Sunday, June 3, 2018

Greed?

Say it ain't so!

Vermont senator Bernie Sanders revisited one of the core themes of his 2016 presidential run during a rally for workers, excoriating the Walt Disney Co. for showering money on CEO Bob Iger while short-changing Disneyland workers...

"I want to hear the moral defense of a company that makes $9 billion in profits, $400 million for their CEO and have a 30-year working going hungry. Tell me how that is right." ...

Maybe not right. But for sure not new.

When Ralph Hulett (my old man) started at Disney in 1938, he was making $15 per week.

When he worked in the background department after WWII, he made $60 per week.

Animation veteran Don Lusk made a higher weekly wage clerking in a liquor store up in Big Bear than he did as an animator at Walt Disney Productions.

NOBODY working at WDP in the forties, fifties or sixties was under the illusion that he or she was making top money.

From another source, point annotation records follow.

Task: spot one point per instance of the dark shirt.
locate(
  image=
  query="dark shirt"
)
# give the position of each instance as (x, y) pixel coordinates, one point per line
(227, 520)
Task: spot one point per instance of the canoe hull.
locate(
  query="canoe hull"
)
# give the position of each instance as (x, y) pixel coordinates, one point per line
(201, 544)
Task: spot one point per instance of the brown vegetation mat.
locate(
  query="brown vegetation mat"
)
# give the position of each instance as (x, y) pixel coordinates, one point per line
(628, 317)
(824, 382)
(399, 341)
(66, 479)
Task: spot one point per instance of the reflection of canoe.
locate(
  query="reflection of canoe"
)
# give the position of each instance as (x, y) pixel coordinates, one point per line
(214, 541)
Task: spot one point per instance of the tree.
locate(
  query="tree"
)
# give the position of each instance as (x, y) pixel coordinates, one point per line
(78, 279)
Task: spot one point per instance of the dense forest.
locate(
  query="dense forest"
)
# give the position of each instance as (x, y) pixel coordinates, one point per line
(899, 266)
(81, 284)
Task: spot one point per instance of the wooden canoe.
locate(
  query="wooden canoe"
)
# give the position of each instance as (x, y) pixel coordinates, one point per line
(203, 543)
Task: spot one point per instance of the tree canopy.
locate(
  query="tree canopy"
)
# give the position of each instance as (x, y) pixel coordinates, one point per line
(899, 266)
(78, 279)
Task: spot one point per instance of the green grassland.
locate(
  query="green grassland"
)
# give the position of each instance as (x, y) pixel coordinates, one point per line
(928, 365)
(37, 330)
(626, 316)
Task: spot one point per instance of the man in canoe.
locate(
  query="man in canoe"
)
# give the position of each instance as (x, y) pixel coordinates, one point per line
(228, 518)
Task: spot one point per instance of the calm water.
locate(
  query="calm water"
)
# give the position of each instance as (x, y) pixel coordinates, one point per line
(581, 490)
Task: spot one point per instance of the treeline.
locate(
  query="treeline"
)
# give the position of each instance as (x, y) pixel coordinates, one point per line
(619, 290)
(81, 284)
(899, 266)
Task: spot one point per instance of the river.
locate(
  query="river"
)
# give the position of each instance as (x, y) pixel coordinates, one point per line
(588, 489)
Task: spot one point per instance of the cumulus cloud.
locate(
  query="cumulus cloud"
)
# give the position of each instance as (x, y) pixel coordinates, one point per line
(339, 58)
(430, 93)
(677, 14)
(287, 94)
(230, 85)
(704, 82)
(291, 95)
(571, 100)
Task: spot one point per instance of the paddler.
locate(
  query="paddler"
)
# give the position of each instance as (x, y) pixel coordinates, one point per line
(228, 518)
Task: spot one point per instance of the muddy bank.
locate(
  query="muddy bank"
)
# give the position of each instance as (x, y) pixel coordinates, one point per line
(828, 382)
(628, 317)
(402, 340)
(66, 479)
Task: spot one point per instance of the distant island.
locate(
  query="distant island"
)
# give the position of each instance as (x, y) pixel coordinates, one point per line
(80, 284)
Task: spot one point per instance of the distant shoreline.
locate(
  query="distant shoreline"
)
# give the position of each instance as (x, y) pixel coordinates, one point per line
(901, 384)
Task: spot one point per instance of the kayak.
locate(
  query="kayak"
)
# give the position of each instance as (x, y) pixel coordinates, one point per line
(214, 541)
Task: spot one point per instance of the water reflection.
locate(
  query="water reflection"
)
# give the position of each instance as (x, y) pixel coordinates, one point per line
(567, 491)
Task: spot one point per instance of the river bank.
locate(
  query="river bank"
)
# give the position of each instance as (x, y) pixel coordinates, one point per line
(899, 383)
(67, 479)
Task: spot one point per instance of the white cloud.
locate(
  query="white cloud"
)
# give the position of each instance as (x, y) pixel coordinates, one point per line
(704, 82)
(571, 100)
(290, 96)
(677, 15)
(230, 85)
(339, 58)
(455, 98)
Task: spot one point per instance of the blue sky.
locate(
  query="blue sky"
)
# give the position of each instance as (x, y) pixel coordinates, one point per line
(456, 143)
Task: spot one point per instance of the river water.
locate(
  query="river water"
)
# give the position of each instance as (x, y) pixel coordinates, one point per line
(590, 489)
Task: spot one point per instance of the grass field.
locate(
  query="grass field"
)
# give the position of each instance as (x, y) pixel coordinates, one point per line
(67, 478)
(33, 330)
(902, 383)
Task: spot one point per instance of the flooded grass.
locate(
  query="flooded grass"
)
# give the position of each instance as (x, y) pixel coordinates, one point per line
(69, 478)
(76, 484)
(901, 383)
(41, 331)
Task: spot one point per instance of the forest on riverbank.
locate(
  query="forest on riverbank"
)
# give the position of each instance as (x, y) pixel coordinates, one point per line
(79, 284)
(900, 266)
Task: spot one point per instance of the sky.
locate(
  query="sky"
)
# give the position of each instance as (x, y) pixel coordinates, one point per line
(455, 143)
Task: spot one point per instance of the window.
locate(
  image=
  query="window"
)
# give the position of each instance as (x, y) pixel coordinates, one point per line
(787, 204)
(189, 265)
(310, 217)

Frank Thomas and Ollie Johnston, two of Walt's "Nine Old Men", were making $850/week when they retired. Director Woolie Reitherman, who ran Disney's animation department for fifteen years, said to me:

Hell, we didn't get rich because of the salaries this place paid. We ended up rich because the stock options turned out to be worth something. ...

For years, the rationale of the company's artists was: "We're working for Disney, the acknowledged 'country club' of animation studios, with ball fields and ping pong tables and tasty, inexpensive lunches at the studio commissary. So what if we could make more money working for Hanna-Barbera or Snowball Productions?"

In many ways, the Disney corporate mindset hasn't changed much. If it can pay lower salaries to people, it will. But Disney employees are pushing back harder than they used to, fighting for better pay. And cheering United States Senator who tell them they're getting hosed.